How do you make ESOL members feel a full part of the fellowship?

If you find yourself with those who speak a second language in your midst, how can you minister to them faithfully? Are there any ways you can include them more fully in the life of the church, even if you can’t speak their language? Here are some simple suggestions:

Spend time with them

As with anyone, the easiest and best way to help ESOL people feel a full part of the fellowship is to spend time with them. Of course, it’s easier to spend time with people like you. Conversation is just much easier with people who speak your language and come from your culture. But if we are to include people fully in the life of the church, we have to spend time with them.

Don’t just target people who are native English speakers because it’s easy. Purpose to go after those who don’t speak your language or who have limited English.
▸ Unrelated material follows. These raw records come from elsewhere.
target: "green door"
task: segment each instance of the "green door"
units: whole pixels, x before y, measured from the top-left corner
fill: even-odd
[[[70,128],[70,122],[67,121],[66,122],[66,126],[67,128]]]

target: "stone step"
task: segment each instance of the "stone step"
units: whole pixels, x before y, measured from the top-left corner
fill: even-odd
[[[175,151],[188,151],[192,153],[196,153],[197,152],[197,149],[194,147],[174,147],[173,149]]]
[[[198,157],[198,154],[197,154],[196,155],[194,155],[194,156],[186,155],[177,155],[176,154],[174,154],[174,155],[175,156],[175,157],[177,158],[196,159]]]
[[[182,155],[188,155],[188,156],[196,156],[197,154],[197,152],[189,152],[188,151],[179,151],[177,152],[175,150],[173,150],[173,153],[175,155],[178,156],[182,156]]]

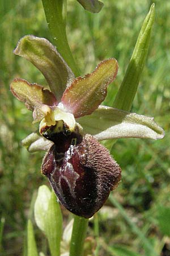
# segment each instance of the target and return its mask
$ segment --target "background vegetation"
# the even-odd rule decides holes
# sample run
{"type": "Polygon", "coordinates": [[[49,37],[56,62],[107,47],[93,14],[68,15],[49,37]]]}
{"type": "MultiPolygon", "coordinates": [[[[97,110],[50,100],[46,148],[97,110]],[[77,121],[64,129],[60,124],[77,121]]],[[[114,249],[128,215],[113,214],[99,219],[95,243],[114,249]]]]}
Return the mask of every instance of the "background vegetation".
{"type": "MultiPolygon", "coordinates": [[[[103,10],[94,15],[68,0],[67,35],[82,75],[104,59],[118,60],[118,74],[105,101],[109,106],[152,1],[103,2],[103,10]]],[[[158,141],[119,139],[113,147],[122,182],[88,230],[89,236],[96,237],[99,256],[148,256],[148,243],[159,254],[162,250],[163,255],[170,255],[170,2],[155,2],[148,57],[132,111],[154,117],[166,135],[158,141]]],[[[14,98],[9,84],[16,77],[46,84],[37,69],[12,50],[24,35],[52,39],[40,0],[0,0],[0,255],[20,256],[25,255],[26,227],[36,191],[48,184],[40,171],[44,153],[30,154],[21,146],[36,127],[32,113],[14,98]]],[[[63,209],[63,213],[66,219],[68,212],[63,209]]],[[[45,238],[34,228],[39,246],[45,248],[45,238]]]]}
It may be harder work but everybody can recognise when people are making the effort because they want to welcome them. People can tell when you are doing what you can to get to know them as you’re able. The easiest way to help people feel a part of the fellowship, which costs very little, is to simply spend time with them.
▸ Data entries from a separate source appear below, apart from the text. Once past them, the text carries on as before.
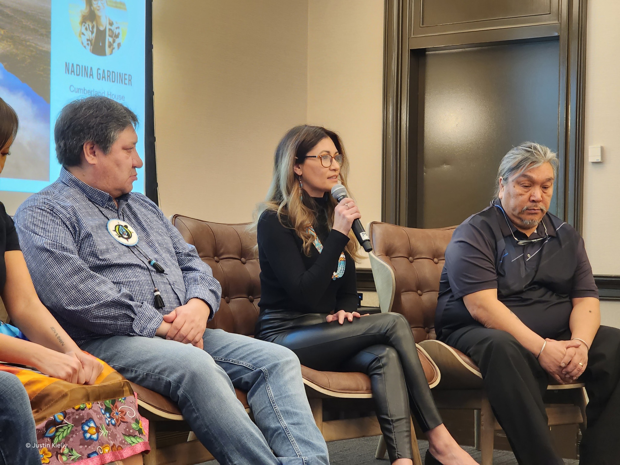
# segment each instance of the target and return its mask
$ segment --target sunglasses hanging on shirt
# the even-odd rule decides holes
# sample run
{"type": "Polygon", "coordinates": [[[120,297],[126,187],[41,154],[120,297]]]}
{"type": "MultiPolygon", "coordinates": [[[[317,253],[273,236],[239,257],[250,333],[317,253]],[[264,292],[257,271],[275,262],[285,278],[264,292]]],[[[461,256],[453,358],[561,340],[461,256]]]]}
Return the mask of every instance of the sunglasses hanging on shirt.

Sing some songs in their language

We have a lot of Farsi-speaking Iranians in our congregation. So, periodically, we sing songs in Farsi. How do we do it? We take very well known hymns, put the word into Farsi and Finglish (Farsi written in English script) and then we sing together. We should be able to figure out what we’re singing because we know the hymn and can read it in English in our hymn books. The Iranians know what they’re singing because it’s in Farsi. This is a simple and easy way to include those who speak another language in your service.

Let people pray in their own language

During our service, we have a time of open prayer. At the top of the segment, we tell people that they may pray in their mother tongue and we will add our ‘Amen’ to theirs. This is the easiest way to include people in your service. They are able to pray, adding their voice to the service just like everyone else, without the need for anything to happen in order to facilitate it. Whilst there are large sections of our congregation who are built up through such prayers, we are also encouraged as – somewhat surprisingly – you can pick up occasional words and work out what they are praying about. Whilst we may not know all they are saying, the Lord certainly does, our Iranian brethren do and we can grasp hold of the broad picture simply by listening out for the occasional word highlighting it.
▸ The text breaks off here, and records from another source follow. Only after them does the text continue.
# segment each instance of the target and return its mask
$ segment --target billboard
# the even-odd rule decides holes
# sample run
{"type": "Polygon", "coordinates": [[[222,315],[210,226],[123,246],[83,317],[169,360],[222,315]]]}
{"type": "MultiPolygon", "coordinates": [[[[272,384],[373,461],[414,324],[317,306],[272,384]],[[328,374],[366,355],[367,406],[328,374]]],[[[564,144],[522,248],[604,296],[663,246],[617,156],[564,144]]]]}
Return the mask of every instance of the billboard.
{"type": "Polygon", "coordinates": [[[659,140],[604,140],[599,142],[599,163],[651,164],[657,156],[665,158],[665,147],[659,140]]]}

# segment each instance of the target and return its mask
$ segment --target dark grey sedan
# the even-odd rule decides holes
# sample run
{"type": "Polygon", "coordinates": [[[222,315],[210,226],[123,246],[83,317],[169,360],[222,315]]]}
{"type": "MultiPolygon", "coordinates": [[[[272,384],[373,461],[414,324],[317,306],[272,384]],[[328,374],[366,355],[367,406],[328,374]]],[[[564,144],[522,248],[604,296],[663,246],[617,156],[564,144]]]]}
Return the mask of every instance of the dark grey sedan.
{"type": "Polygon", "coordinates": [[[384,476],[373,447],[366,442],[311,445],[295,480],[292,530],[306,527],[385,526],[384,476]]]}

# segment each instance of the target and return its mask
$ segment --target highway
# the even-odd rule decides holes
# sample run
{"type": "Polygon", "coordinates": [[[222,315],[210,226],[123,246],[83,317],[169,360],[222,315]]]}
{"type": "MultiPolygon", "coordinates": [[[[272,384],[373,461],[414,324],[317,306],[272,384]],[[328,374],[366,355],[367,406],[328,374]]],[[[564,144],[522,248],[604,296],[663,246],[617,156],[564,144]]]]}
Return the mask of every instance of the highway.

Have the Bible read in other languages

If you only have one group of ESOL speakers in your congregation, this is particularly easy. You just have two readings. If you have more than one language present, you can rotate the language spoken up front for the reading. This ought to be no problem if everyone has Bible’s open in their own language to follow what is being said (or it is projected on a screen at the front). This will include different voices from the front and help people to feel fully included.

Translate as much as possible

The hardest, but best, way to include people is to translate as much of what you do as possible. Now, unless you have degree-level English speakers who are native in the language you are going to translate into, this is always going to be imperfect. It is also fair to say that it is not always practicable to translate everything – just try translating an open, free-flowing community group discussion and you will struggle.

But the more you can translate, the more people will feel included. Sermons and anything didactic are generally easy to translate. Ideally, you can do this with simultaneous translation equipment, this way everyone can sit together as part of the same congregation and listen to the same sermon. Otherwise, you can do alternate translation. This takes a lot longer but it is doable and it still keeps everyone together. There are other ways to do this but these ways keep folks together whilst things are being translated.

Bring them into meaningful roles in the church

Whilst there are lots of things that need to be in place to get to this point, one way to show that everyone is welcome on an equal footing is to bring ESOL people into church leadership. Depending on how your diaconate is constituted, it might be quite easy to get somebody overseeing an area of church service. After all, you don’t need great language skills to keep your eyes peeled on the fabric matters on the church building. But if you have guys who have reasonable English and you are able to pour into them, what is to stop you getting someone onto your diaconate?

If you want folks to feel like they are as included as anybody else, it certainly helps to get folks like them onto your leadership. That may not be possible right now for various reasons, but it would be a good thing to make it a stated long-term aim and refer to it often, making clear that you want to see those from different backgrounds and cultures on your leadership.